(ANSA-AP) - Più azioni di tutela per i coralli e un freno al consumo di combustibili fossili: è l'appello che gli scienziati riuniti nei giorni scorsi alle Hawaii per il simposio internazionale dedicato ai coralli hanno lanciato al primo ministro australiano Malcolm Turnbull, chiedendogli di rendere prioritaria la salvaguardia della Grande barriera corallina.
"Non siamo ancora pronti per scrivere il necrologio delle barriere coralline", ha spiegato Terry Hughes, direttore dell'ARC Centre della James Cook University che monitora lo stato di salute della Grande barriera australiana.
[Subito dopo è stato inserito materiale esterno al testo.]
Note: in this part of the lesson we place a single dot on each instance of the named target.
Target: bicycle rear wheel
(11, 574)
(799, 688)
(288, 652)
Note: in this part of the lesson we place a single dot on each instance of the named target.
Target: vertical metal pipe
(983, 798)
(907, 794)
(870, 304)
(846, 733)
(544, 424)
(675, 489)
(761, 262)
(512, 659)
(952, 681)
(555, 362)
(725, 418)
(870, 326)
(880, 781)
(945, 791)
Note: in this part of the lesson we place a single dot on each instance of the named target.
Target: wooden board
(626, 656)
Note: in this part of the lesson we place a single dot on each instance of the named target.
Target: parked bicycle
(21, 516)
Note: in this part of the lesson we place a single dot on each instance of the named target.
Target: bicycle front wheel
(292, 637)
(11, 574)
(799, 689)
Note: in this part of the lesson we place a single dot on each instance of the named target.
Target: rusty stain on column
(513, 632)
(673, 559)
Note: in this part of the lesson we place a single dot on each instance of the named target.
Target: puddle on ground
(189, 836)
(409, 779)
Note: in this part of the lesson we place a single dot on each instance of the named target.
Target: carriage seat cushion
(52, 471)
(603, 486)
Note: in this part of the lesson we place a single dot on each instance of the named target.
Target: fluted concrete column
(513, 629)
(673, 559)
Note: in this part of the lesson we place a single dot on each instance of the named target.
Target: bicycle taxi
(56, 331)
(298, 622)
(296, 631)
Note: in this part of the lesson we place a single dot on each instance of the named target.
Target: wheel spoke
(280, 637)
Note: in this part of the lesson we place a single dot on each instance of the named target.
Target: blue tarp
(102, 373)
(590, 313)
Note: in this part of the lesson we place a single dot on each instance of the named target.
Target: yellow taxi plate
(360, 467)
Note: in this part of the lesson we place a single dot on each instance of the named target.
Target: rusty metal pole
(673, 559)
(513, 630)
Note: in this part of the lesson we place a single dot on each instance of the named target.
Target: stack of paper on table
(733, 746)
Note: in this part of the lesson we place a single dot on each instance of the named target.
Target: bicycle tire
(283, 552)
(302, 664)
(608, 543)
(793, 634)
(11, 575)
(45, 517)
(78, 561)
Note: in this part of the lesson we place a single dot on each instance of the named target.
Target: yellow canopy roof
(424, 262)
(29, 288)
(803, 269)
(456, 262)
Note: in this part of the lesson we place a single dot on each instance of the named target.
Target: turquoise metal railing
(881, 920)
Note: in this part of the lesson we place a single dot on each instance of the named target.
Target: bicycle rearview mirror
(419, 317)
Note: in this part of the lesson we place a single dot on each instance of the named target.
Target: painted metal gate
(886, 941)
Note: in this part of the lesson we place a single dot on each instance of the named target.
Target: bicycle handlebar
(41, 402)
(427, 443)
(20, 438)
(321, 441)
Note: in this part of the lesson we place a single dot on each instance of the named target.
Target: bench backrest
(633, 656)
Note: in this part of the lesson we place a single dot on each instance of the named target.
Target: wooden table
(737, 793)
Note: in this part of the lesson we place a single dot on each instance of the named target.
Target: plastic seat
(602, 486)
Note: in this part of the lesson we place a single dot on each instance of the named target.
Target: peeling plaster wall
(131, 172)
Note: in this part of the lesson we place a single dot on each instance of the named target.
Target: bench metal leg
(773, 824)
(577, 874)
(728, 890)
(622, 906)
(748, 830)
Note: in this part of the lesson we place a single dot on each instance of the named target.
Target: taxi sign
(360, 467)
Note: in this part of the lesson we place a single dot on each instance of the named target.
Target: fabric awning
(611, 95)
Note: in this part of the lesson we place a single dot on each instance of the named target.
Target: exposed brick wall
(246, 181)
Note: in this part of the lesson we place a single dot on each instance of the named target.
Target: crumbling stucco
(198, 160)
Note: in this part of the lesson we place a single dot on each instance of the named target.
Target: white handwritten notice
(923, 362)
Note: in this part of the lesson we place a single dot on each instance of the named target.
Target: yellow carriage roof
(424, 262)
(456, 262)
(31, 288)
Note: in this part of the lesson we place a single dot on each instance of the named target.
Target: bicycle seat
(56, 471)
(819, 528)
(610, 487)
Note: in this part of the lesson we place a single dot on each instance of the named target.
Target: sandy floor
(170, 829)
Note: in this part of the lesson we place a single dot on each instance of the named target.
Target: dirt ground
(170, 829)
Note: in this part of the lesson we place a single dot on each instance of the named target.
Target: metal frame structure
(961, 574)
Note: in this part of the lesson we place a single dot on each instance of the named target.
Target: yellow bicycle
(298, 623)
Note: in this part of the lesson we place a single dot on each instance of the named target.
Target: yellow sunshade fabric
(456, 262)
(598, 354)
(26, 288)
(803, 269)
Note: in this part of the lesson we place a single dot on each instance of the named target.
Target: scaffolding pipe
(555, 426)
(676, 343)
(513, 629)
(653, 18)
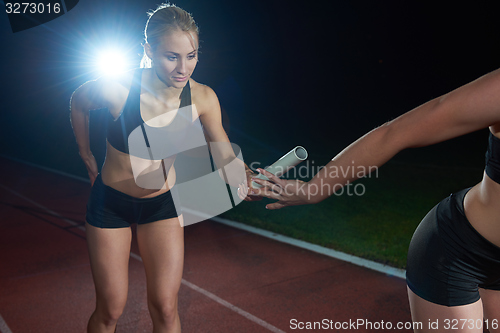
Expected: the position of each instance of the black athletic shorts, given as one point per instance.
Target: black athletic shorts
(110, 208)
(448, 259)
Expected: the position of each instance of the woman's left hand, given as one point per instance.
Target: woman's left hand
(245, 189)
(288, 192)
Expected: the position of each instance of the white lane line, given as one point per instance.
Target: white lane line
(224, 303)
(3, 326)
(186, 283)
(51, 212)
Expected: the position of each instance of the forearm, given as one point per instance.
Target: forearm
(359, 159)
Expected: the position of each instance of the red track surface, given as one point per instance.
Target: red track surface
(46, 283)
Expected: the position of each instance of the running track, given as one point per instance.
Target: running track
(234, 281)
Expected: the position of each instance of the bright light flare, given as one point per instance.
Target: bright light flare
(112, 62)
In cima ai problemi affrontati dal summit il maxi fenomeno globale di sbiancamento dei coralli, che nel suo terzo anno di fila ha ormai assunto proporzioni da record e sta 'uccidendo' buona parte della Grande barriera corallina, patrimonio Unesco.
"Il danno a questa icona australiana è stato già devastante - scrivono gli scienziati - e, oltre ai danni provocati dalle emissioni di gas serra, il dragaggio nei porti e il trasporto di combustibili fossili lungo la barriera vengono meno alle responsabilità australiane di gestione della Grande barriera ai sensi della Convenzione del Patrimonio mondiale".
Lo sbiancamento si verifica quando per effetto delle elevate temperature dell'acqua i coralli espellono la loro alga vitale (che dà loro colore) andando incontro alla morte se non riescono a recuperare. Ne sono già abbondantemente colpiti i reef dell'Oceano Indiano intorno alle Maldive e nel Western Australia, ma anche quelli nel resto del Pacifico, del Mar Rosso e dei Caraibi. Quanto alla Grande Barriera australiana il fenomeno riguarda almeno il 93% del tratto settentrionale e un quarto dei 'reef' è già morto.